Plus tard dans l’après-midi, quatre des ministres de Nagy – Kádár, Apró, Marosán et Münnich – disparurent. Ils se trouvaient en fait à l’ambassade de Russie, où ils avaient été invités pour une réunion avec Mikoyan, qui venait d’arriver de Moscou par avion. Plusieurs membres du dernier cabinet de Nagy étaient persuadés que les Russes n’attaqueraient pas. On rapporte que même Pál Maléter, le chef de la délégation qui négociait toujours au quartier général de l’Armée Rouge, « faisait confiance à leurs paroles et à leur sincérité ». Le même jour, deux ministres, Zoltán Tildy, ministre d’État et Géza Losoncz y tinrent une conférence de presse dans la salle des Gobelins du Parlement. Interrogé sur l’imminence d’une nouvelle attaque russe, Tildy répondit : « Une telle tragédie est humainement impossible... elle n’aura jamais lieu. »

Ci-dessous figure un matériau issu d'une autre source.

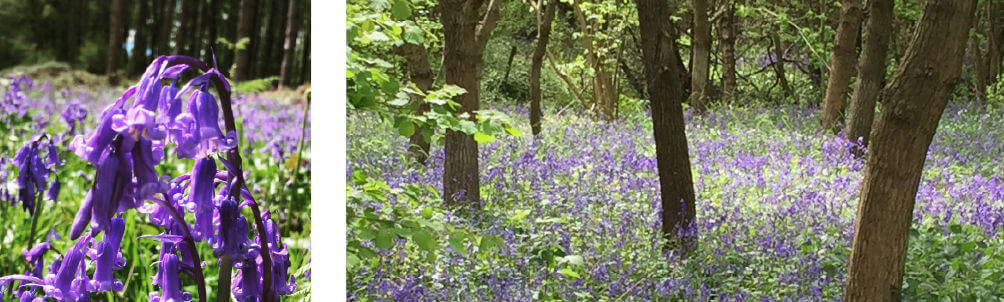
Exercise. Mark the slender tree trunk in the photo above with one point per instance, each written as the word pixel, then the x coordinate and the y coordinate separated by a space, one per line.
pixel 701 55
pixel 305 59
pixel 545 13
pixel 912 105
pixel 245 29
pixel 666 92
pixel 465 39
pixel 841 66
pixel 603 95
pixel 871 73
pixel 199 28
pixel 289 44
pixel 277 49
pixel 508 64
pixel 211 17
pixel 421 73
pixel 980 70
pixel 727 42
pixel 166 24
pixel 115 24
pixel 778 63
pixel 139 59
pixel 181 39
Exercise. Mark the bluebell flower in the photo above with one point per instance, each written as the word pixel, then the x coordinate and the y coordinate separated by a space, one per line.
pixel 169 282
pixel 200 200
pixel 107 258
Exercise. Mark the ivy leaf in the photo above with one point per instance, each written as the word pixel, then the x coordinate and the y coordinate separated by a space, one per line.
pixel 425 240
pixel 567 272
pixel 483 137
pixel 400 10
pixel 384 240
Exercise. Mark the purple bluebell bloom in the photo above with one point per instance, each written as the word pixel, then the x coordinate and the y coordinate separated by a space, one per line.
pixel 200 201
pixel 169 282
pixel 107 258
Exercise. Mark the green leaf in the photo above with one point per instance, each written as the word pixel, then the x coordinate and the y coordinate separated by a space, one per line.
pixel 358 177
pixel 573 260
pixel 385 240
pixel 425 240
pixel 401 10
pixel 457 242
pixel 483 138
pixel 567 272
pixel 406 128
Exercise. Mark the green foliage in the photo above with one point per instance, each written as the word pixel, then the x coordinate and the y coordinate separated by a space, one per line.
pixel 379 217
pixel 255 85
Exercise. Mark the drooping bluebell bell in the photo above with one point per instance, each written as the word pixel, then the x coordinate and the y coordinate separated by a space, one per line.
pixel 247 285
pixel 280 258
pixel 107 258
pixel 34 257
pixel 169 282
pixel 201 198
pixel 233 228
pixel 32 175
pixel 95 207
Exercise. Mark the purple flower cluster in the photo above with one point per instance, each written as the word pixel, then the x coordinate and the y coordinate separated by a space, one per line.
pixel 130 140
pixel 775 208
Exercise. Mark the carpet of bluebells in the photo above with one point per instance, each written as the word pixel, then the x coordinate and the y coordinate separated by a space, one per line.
pixel 577 212
pixel 271 127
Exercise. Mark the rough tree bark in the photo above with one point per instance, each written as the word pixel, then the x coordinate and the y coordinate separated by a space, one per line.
pixel 417 61
pixel 666 93
pixel 164 34
pixel 184 28
pixel 604 98
pixel 778 62
pixel 871 73
pixel 115 24
pixel 139 59
pixel 912 105
pixel 245 29
pixel 545 13
pixel 289 45
pixel 727 32
pixel 701 55
pixel 464 43
pixel 841 65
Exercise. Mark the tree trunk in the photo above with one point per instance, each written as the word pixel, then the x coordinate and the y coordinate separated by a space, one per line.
pixel 164 37
pixel 545 13
pixel 603 95
pixel 245 29
pixel 464 44
pixel 115 24
pixel 727 42
pixel 508 64
pixel 701 55
pixel 979 64
pixel 139 59
pixel 199 27
pixel 417 62
pixel 305 59
pixel 913 104
pixel 213 34
pixel 841 65
pixel 871 73
pixel 289 44
pixel 276 47
pixel 778 62
pixel 181 39
pixel 666 93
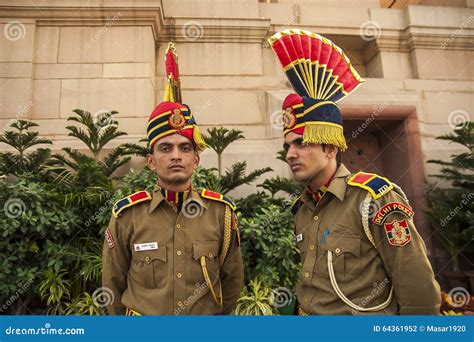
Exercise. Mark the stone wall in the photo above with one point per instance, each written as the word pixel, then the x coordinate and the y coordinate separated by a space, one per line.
pixel 102 55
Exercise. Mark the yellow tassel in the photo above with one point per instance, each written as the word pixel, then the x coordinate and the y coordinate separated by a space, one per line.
pixel 325 134
pixel 169 91
pixel 198 139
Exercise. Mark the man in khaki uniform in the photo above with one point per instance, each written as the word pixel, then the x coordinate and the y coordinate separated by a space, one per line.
pixel 360 250
pixel 175 251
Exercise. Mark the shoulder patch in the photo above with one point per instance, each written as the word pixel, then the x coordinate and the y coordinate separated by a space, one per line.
pixel 296 205
pixel 376 185
pixel 129 201
pixel 217 197
pixel 392 207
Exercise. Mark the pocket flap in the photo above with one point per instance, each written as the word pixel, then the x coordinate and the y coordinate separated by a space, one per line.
pixel 156 254
pixel 209 249
pixel 340 243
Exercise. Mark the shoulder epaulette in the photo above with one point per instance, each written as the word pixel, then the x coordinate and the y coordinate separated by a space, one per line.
pixel 217 197
pixel 129 201
pixel 376 185
pixel 296 205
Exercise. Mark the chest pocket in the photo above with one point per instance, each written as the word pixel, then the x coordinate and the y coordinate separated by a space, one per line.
pixel 345 250
pixel 151 267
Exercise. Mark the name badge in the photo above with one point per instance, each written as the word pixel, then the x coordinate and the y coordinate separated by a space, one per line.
pixel 148 246
pixel 299 237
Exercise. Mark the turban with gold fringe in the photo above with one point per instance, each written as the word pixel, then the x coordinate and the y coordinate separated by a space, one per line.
pixel 321 74
pixel 171 116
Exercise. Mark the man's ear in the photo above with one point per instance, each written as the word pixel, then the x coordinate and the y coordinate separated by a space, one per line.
pixel 197 160
pixel 331 151
pixel 150 162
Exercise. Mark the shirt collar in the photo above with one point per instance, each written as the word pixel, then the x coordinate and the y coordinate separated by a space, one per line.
pixel 157 198
pixel 337 185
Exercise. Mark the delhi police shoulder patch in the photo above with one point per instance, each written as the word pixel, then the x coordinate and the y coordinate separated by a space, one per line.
pixel 129 201
pixel 217 197
pixel 376 185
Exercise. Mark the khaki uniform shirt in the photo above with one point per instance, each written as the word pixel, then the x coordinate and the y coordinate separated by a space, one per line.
pixel 169 280
pixel 364 274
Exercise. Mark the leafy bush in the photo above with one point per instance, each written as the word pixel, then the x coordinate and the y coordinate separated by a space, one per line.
pixel 35 226
pixel 453 208
pixel 269 247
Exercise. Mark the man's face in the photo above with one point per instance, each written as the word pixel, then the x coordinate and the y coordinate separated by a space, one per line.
pixel 306 160
pixel 174 160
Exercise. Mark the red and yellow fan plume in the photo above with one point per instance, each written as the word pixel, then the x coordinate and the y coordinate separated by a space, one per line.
pixel 314 65
pixel 173 87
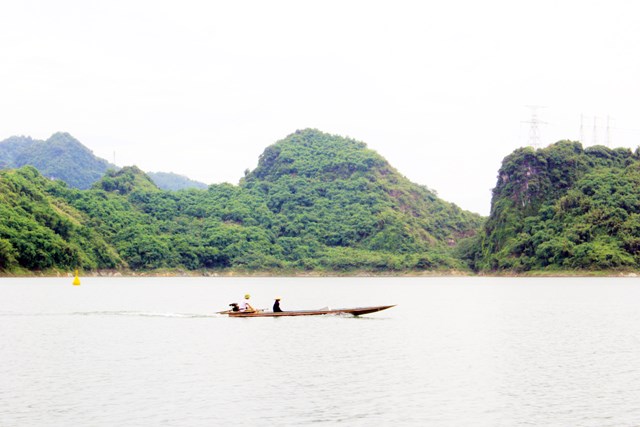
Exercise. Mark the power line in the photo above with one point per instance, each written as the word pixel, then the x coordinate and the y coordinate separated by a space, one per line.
pixel 534 126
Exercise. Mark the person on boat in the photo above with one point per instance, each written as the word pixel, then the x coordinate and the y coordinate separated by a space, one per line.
pixel 276 306
pixel 245 305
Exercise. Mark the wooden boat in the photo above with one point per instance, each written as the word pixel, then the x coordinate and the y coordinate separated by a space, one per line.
pixel 353 311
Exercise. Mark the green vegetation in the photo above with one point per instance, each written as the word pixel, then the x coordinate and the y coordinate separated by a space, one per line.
pixel 316 202
pixel 562 208
pixel 63 157
pixel 174 182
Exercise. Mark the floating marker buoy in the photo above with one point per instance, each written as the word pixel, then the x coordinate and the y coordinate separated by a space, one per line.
pixel 76 280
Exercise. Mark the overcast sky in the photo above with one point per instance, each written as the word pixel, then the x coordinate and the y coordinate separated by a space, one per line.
pixel 440 89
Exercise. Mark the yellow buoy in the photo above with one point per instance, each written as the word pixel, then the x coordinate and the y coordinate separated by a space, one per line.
pixel 76 280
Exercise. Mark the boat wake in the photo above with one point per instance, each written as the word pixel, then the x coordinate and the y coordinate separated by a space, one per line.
pixel 113 313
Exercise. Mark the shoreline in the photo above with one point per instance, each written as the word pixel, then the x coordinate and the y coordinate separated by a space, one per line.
pixel 316 274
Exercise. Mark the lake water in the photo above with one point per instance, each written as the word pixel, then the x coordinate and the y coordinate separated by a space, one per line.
pixel 454 352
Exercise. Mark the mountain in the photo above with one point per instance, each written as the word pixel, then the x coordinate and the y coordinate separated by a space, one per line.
pixel 59 157
pixel 315 202
pixel 39 231
pixel 337 192
pixel 64 157
pixel 174 182
pixel 563 207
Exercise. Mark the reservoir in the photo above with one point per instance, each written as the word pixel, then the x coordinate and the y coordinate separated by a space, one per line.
pixel 454 352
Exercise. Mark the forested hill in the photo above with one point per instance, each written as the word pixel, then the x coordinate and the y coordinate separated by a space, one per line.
pixel 563 207
pixel 315 203
pixel 336 190
pixel 59 157
pixel 64 157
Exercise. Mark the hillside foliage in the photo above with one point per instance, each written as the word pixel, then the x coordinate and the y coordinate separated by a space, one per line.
pixel 63 157
pixel 315 202
pixel 563 208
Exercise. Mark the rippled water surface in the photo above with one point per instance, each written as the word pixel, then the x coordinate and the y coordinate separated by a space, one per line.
pixel 454 352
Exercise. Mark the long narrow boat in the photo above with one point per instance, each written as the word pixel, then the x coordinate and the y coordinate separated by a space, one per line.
pixel 353 311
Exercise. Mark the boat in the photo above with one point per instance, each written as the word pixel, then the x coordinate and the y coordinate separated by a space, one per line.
pixel 359 311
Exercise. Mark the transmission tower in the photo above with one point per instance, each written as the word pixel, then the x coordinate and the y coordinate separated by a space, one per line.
pixel 534 126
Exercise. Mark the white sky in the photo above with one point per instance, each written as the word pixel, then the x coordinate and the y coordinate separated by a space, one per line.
pixel 440 89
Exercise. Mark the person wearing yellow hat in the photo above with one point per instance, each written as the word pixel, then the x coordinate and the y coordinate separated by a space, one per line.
pixel 276 306
pixel 245 305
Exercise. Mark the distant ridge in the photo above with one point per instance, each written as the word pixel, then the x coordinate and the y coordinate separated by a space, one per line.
pixel 63 157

Les ouvriers ne partageaient pas son optimisme. La grève générale était maintenant totale. Les ouvriers contrôlaient vraiment la situation. Si Nagy était un tant soi peu différent des autres, c’était maintenant qu’il devait le montrer. Un appel de sa part invitant les travailleurs à se tenir en éveil aurait galvanisé les révolutionnaires ; au lieu de cela, Nagy fit appel... aux Nations-Unies.
Peu avant minuit, le colonel Pal Maléter et le général Kovács furent arrêtés par les officiers de l’ Armée Rouge, alors qu’ils participaient encore officiellement aux « négociations ». Ils furent emprisonnés dans une villa de l’avenue Gorky. Les jeux étaient faits.